Arapahoe County District Court Judge Carlos Samour ruled that the prosecution can present evidence on identifying the dead, as long as it does not belabor the point. He said he would deal with defense objections on a question-by-question basis.
The jury also heard from an FBI special agent who showed photographs of Holmes' bomb- and booby-trapped apartment.
Among the images was a calendar hanging on his bedroom wall with the date of the massacre, July 20, 2012, circled next to a number 1 and the mathematical symbol for infinity.
His public defenders say Holmes suffers from schizophrenia and was not in control of his actions when he plotted and carried out the attack. They concede that he opened fire in the theater, and say only his state of mind should be in question.

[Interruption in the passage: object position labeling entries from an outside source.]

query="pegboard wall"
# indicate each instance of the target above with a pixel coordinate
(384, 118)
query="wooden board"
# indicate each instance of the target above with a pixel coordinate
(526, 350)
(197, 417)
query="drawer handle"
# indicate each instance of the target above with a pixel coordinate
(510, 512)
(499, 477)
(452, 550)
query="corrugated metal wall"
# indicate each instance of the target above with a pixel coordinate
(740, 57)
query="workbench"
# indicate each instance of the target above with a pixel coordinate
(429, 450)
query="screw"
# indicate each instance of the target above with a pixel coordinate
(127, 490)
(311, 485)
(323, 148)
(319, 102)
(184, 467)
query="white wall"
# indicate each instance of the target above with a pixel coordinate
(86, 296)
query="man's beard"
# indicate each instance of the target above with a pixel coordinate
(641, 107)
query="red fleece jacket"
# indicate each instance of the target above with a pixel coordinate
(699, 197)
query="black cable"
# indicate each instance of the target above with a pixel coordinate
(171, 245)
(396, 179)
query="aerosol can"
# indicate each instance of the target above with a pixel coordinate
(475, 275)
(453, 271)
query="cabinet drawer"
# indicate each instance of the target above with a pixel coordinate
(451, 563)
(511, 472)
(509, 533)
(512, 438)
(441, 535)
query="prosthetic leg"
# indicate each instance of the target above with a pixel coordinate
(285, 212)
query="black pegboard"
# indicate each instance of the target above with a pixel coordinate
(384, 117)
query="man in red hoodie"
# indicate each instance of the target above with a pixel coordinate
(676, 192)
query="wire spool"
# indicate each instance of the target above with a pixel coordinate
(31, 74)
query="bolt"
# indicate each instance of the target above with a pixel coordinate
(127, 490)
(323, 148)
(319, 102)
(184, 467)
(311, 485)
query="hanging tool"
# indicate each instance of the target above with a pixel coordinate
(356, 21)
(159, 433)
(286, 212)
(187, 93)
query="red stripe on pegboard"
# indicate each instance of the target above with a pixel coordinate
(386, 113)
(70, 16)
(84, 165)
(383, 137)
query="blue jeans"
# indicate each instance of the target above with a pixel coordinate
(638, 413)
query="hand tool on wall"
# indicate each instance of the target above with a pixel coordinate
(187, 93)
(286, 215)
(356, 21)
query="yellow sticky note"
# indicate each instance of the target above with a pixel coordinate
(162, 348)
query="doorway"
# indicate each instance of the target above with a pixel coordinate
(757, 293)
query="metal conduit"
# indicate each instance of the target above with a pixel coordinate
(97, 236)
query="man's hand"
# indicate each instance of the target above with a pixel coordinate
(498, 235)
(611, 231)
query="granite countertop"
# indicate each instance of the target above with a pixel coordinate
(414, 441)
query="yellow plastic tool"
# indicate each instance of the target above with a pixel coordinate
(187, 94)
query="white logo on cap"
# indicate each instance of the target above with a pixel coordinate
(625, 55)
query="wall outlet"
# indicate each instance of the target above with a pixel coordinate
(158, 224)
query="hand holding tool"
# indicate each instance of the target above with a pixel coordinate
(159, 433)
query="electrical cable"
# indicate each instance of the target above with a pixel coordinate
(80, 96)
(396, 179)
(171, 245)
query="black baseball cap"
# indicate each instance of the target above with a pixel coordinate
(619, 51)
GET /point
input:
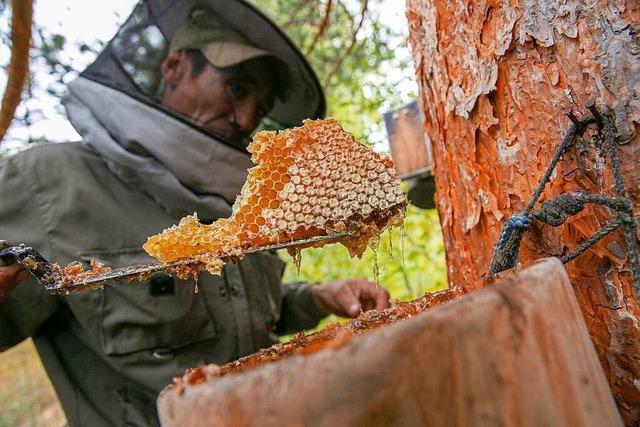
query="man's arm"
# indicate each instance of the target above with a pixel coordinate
(304, 305)
(10, 276)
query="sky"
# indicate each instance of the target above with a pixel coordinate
(90, 21)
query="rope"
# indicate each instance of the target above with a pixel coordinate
(555, 212)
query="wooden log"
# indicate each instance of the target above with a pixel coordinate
(514, 353)
(494, 80)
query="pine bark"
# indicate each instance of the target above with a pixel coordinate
(18, 69)
(495, 78)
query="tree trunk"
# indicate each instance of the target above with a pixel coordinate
(472, 362)
(18, 69)
(494, 80)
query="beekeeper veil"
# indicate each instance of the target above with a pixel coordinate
(131, 61)
(115, 104)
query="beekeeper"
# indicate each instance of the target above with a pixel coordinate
(165, 113)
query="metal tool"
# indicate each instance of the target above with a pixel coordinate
(54, 279)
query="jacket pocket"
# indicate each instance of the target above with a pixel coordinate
(135, 316)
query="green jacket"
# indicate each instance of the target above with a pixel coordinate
(109, 352)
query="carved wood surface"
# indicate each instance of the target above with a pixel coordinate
(494, 79)
(474, 361)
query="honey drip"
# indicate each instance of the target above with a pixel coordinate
(310, 181)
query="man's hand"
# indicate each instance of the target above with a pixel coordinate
(347, 297)
(10, 277)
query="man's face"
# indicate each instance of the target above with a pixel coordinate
(230, 101)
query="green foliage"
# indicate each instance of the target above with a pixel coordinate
(352, 53)
(410, 260)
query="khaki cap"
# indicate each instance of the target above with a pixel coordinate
(221, 45)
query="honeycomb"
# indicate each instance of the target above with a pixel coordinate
(309, 181)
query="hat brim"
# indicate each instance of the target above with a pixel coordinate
(306, 98)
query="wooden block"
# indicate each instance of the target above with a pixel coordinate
(516, 353)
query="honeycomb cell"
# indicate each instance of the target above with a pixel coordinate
(308, 181)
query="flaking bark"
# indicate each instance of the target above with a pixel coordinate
(494, 79)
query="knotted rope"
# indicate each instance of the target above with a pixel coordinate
(555, 211)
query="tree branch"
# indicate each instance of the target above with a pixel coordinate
(18, 69)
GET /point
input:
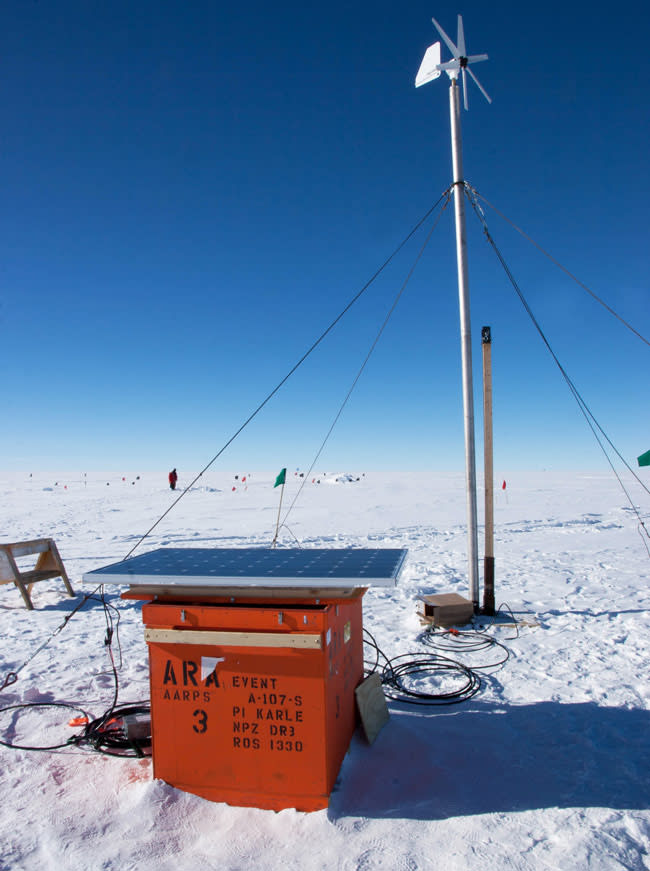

They say the jury could be prejudiced against Holmes if the prosecution persists in its strategy of calling crime scene technicians to give detailed testimony, interspersed with heart-wrenching accounts from wounded survivors.
The prosecution says Holmes carried out the massacre because he had lost his girlfriend and career, and had a "longstanding hatred of mankind." (Reporting by Keith Coffman; Writing by Daniel Wallis; Editing by David Gregorio)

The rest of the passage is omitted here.